Pascrell Assails Trump’s Attempts to Destroy Medicaid
Underhanded scheme would steal care for potentially millions of Americans
Washington, D.C., January 30, 2020
Tags: Health Care
U.S. Rep. Bill Pascrell, Jr. (D-NJ-09) today blasted a plan unveiled by the Trump administration to destabilize Medicaid and steal health care from the hands of millions of Americans.
“This is one of the most cynically fiendish schemes I’ve ever seen in government,” said Rep. Pascrell, a strong critic of Republicans’ decade of attacks on Medicaid and the ACA. “Trump’s name for this measure, the so-called ‘Healthy Adult Opportunity,’ is an Orwellian fable, conjured up by the most shameless pack of liars to ever occupy the executive branch. Right this minute, Donald Trump and congressional Republicans are seeking to obliterate the entire ACA and protections for preexisting conditions while claiming to protect them. Trump has promised to dismantle Medicare, after vowing he would not. But this arson isn’t enough, and they want to destroy Medicaid while simultaneously purporting to save it.
“The expansion of Medicaid by the ACA is one of the great success stories of government in action in the last 50 years. Despite the vicious, decade-long obstructionism of Republicans, it has saved at least 19,000 older low-income adult lives from 2014 to 2017 and bestowed reliable health care on some of the neediest of our neighbors. Rejected in their attempts to invalidate the ACA at the ballot box and at the courthouse, Republicans are now trying to do it by fiat of the most corrupt chief executive in U.S. history. They must fail. But the terrifying stakes endure. Republicans are singularly dedicated to stealing health care away from as many Americans as they can,” concluded Pascrell.
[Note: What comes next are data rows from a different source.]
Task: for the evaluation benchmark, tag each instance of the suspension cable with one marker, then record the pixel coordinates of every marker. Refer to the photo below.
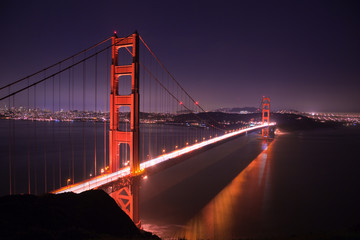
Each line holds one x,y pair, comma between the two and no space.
53,65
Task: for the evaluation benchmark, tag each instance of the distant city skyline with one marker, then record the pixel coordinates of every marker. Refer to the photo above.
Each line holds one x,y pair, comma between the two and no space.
303,55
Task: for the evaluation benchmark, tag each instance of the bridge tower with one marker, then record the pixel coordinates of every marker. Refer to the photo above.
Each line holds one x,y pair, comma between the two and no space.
127,197
265,115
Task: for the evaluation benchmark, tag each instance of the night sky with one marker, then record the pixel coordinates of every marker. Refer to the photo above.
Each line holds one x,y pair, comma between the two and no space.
304,55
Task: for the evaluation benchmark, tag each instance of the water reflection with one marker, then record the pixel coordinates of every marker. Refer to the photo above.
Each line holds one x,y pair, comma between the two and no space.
238,204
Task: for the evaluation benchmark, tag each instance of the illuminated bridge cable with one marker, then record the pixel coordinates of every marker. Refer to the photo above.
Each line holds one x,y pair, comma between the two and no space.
171,94
53,65
60,71
173,78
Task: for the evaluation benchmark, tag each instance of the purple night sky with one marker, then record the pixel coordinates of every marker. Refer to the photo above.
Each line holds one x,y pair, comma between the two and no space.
304,55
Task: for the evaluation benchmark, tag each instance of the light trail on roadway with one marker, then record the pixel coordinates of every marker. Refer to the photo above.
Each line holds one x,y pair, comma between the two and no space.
110,177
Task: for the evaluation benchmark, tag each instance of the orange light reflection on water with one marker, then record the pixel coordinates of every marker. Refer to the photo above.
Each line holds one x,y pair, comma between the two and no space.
219,217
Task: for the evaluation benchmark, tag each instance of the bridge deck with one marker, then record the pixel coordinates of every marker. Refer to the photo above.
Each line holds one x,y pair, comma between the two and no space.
107,178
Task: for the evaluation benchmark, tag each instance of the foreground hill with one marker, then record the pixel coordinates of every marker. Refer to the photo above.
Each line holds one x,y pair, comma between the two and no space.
89,215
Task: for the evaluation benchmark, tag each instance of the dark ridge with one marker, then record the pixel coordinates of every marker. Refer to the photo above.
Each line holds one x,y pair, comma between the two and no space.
88,215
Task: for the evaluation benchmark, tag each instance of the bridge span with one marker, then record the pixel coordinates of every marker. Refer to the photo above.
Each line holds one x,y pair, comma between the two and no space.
124,172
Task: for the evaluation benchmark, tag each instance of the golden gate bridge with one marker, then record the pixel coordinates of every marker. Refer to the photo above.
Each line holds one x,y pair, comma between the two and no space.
67,142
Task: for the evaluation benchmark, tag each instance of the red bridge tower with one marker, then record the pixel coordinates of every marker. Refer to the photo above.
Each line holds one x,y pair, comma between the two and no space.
265,115
126,196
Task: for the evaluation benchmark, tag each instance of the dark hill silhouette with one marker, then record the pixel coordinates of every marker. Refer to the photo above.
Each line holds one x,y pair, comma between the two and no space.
89,215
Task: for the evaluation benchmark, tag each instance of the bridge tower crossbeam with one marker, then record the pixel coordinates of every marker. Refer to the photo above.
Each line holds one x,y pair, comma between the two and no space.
265,115
127,197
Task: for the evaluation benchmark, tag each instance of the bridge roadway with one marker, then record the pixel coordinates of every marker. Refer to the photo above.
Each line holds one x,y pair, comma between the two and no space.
108,178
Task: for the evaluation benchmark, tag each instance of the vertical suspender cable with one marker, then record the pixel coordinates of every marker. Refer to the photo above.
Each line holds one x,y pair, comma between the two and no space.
83,122
95,114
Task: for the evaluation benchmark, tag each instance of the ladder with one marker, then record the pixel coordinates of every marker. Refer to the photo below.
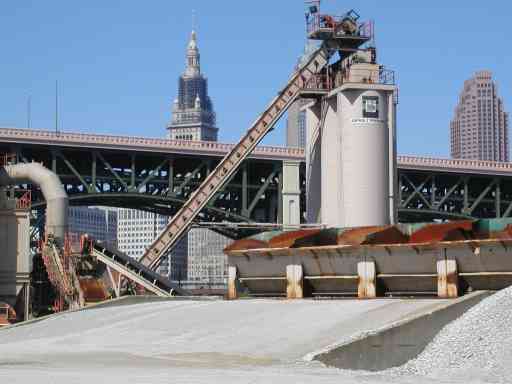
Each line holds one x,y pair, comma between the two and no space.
180,223
134,271
64,279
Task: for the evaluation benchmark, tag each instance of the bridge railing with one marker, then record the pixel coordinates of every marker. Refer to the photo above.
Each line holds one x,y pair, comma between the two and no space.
86,138
455,163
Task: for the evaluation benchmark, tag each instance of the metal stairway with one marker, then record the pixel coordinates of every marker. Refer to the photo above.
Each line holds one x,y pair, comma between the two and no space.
230,163
134,271
63,277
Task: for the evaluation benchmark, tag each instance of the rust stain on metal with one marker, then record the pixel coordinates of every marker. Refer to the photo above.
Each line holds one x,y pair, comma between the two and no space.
295,239
244,244
453,231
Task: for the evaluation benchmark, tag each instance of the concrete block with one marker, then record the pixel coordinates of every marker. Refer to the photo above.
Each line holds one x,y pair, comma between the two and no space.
447,278
367,286
294,282
232,283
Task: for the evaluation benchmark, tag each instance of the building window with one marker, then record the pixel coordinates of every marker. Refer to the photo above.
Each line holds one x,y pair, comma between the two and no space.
371,107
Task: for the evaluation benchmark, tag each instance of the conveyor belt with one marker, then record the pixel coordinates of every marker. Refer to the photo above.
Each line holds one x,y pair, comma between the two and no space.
135,271
230,163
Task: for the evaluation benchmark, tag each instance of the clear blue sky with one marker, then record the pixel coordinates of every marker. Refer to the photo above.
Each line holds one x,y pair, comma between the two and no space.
117,61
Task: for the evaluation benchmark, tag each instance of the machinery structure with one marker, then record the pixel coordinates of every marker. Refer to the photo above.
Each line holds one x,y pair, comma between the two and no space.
350,173
428,188
343,37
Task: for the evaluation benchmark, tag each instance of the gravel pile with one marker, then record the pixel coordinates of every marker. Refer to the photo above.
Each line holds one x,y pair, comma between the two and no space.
479,341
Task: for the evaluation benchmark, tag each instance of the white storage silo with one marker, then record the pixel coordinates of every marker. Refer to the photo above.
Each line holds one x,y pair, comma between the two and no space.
358,156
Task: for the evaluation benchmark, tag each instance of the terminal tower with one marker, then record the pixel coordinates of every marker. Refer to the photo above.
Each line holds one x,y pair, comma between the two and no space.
193,117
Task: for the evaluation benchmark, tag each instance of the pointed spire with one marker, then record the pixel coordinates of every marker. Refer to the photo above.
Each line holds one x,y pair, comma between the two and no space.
193,57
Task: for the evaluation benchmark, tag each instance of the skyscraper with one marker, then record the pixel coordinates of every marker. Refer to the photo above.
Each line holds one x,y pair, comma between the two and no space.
296,120
296,124
193,117
479,129
99,223
198,258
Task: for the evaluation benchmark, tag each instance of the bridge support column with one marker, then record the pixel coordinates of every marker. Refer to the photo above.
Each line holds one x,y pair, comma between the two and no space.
367,285
447,278
232,283
291,193
294,282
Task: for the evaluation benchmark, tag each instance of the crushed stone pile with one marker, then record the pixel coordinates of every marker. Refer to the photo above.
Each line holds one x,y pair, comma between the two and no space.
480,340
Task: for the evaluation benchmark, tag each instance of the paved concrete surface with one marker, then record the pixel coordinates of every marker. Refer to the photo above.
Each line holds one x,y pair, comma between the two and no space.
245,341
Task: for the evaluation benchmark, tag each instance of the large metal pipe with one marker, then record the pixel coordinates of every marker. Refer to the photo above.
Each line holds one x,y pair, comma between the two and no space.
51,187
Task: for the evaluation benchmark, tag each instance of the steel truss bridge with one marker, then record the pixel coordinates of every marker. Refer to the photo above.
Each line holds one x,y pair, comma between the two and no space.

The Trump administration’s attempt to cut Medicaid by allowing states to convert federal funding into a block grant represents a dangerous fundamental shift in the Medicaid program. States currently receive the federal portion of their Medicaid program funds based on per capita incomes, services provided, hospital costs, and whether the state has expanded Medicaid. Block granting this system would force states to limit access to care, which flies in the face of the very purpose of Medicaid.
Between 2014 and 2017, Medicaid expansion saved the lives of at least 19,200 older low-income adults. In that same time period in states that did not expand Medicaid, about 15,600 lives were lost because of those states’ decision not to expand. In New Jersey, about 828 lives were saved because of the state’s smart decision to expand Medicaid under the ACA.
Additionally, compared to non-expansion states, housing evictions fell 20% in states that expanded Medicaid. Also, compared to non-expansion states, the one-year mortality rate from end-stage renal disease saw a 10% reduction in expansion states. In the same comparison, expansion states saw a 3% reduction in cardiovascular deaths. Medicaid expansion increased admissions to treatment facilities where patients received medication assisted treatment (MAT), the gold standard treatment for opioid use disorder, by about 50 percent.